④ 「あなた、今まで恋愛は?」


 翌日には、橘の体調はそれなりに回復していた。


 まだ起き上がるのは辛そうだが、意識は昨日よりもスッキリしているようだ。


「どうだ」


「……38度6分です」


「うん、まあ、だいぶマシだな」


 橘から体温計を受け取って、ケースに仕舞う。

 もう昼前だ。そろそろ買い出しに行こう。


「午後からは須佐美が来てくれるらしいから、それまでの辛抱だ」


千歳ちとせが……。そうですか……」


「ああ。今から買い物行くけど、何か欲しいものあるか?」


「……水分と、食べやすいものがあれば。あと、薬も」


「わかった、適当に色々買ってくる。一人にしても平気か?」


 橘はゆっくり頷いた。


 身支度を整えて、玄関に向かう。

 部屋を出る寸前、橘が小さな声で俺を呼び止めた。


「楠葉さん」


「ん?」


「……ありがとうございます」


「いいって。じゃあな」


 買い物から帰ると、既に須佐美は橘の部屋に上がっていた。


「おかえりなさい。ご苦労様、楠葉くん」


「おう。悪いな、わざわざ」


「理華のためだもの。それに私は部活もないしね」


 須佐美は深緑のニットにジーンズという、スマートな服装をしていた。

 学校での制服姿よりもいっそう大人びて、歳不相応に落ち着いて見える。


「橘は?」


「眠ってるわ。顔色は悪くないから、快方には向かってるはずよ」


「そうか、よかった。橘と話したか?」


「ええ、少しね」


 そんな会話をしながら、俺は買ってきた飲み物やゼリー、果物などを冷蔵庫に移した。

 風邪薬は須佐美に渡しておく。


「じゃあ、あとは頼む。あんたがいれば、橘も安心だろ」


「ええ。任せて」


「俺も向かいのマンションにいるから。何かあったら呼んでくれ」


 そう言って、俺は荷物を持って玄関へ。

 頼りになる須佐美のことだから、まあ大丈夫だろう。


「楠葉くん」


 突然呼び止められて、俺は靴を履きながら振り返った。


「……なんだよ」


「せっかくだし、やっぱり少し話さない?」


「話すって、なにを?」


「世間話よ。一人だと暇だし。もちろん、あなたが忙しくなければ、だけど」


 少し考えてから、俺は小さく頷いた。

 須佐美には来てもらった恩もある。

 それに、特別なにかやることがあるわけでもない。


「ありがとう。理華が寝てるから、小声でね」


「おう」


 ニコッと笑う須佐美。

 その余裕と見栄えの良さに、なんとなく生物としての格差を感じる。

 これといって欠点が見つからないのが、須佐美の恐ろしいところだ。


 橘の眠るベッドの横で、俺と須佐美はテーブルを挟んで座る。

 特に向かい合うというわけでもなく、ただ男女として適切な距離を取った結果だった。


「昨日はありがとう。理華を助けてくれて」


「不法侵入したけどな、ドアからとはいえ」


「私が許可したのよ。誰にも文句は言わせないわ」


「けっこう焦ったぞ。

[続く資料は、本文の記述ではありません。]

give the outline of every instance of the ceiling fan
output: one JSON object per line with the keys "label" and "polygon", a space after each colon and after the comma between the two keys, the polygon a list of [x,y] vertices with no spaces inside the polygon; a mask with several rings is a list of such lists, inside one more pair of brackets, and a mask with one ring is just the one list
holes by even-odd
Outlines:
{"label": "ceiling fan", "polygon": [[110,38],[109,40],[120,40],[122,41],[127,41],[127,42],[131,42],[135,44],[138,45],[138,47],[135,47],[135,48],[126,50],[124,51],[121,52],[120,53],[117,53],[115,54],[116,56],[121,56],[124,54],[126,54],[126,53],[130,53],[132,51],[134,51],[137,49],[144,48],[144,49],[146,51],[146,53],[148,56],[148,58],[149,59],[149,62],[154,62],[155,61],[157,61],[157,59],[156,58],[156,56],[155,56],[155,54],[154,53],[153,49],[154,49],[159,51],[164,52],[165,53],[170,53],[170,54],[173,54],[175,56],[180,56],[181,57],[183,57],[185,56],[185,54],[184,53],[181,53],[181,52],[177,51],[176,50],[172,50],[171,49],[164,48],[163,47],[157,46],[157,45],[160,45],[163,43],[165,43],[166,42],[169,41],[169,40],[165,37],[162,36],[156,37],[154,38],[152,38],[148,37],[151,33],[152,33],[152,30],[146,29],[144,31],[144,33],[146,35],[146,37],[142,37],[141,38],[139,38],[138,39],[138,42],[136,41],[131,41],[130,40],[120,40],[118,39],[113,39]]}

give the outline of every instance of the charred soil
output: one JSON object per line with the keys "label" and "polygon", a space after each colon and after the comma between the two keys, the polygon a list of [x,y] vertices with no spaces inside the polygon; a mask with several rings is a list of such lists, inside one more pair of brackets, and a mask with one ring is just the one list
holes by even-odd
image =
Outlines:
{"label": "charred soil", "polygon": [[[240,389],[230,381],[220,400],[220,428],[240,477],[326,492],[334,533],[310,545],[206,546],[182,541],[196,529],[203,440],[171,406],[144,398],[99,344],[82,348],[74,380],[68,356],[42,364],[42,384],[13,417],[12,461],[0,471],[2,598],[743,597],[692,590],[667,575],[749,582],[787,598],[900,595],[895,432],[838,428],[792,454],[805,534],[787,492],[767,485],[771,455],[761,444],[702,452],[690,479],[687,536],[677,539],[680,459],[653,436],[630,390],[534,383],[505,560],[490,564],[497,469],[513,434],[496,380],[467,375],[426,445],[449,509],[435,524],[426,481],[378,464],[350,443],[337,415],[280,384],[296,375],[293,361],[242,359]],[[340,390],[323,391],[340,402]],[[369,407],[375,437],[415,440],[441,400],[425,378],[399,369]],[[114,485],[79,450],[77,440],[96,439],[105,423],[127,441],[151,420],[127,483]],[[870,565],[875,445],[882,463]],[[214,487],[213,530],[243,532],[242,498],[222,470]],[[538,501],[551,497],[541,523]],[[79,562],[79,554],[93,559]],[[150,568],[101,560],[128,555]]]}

普通に倒れてたからな、そいつ」


「あなたがいなければ、けっこう危なかったかもね」


「ゾッとすること言うなよ」


「でも、事実でしょう」


 須佐美はクスッと笑った。


「ところで」


 そう言いつつ、須佐美はすっくと立ち上がって、橘の顔を覗き込んだ。


「あなた、今まで恋愛は?」


 おそらく、橘が起きていないかどうか、確認したのだろう。

 俺にそう思わせて然るべきセリフが、須佐美の口から出た。


 相変わらず、人の嫌がる話題を的確に射抜いてくるやつだ。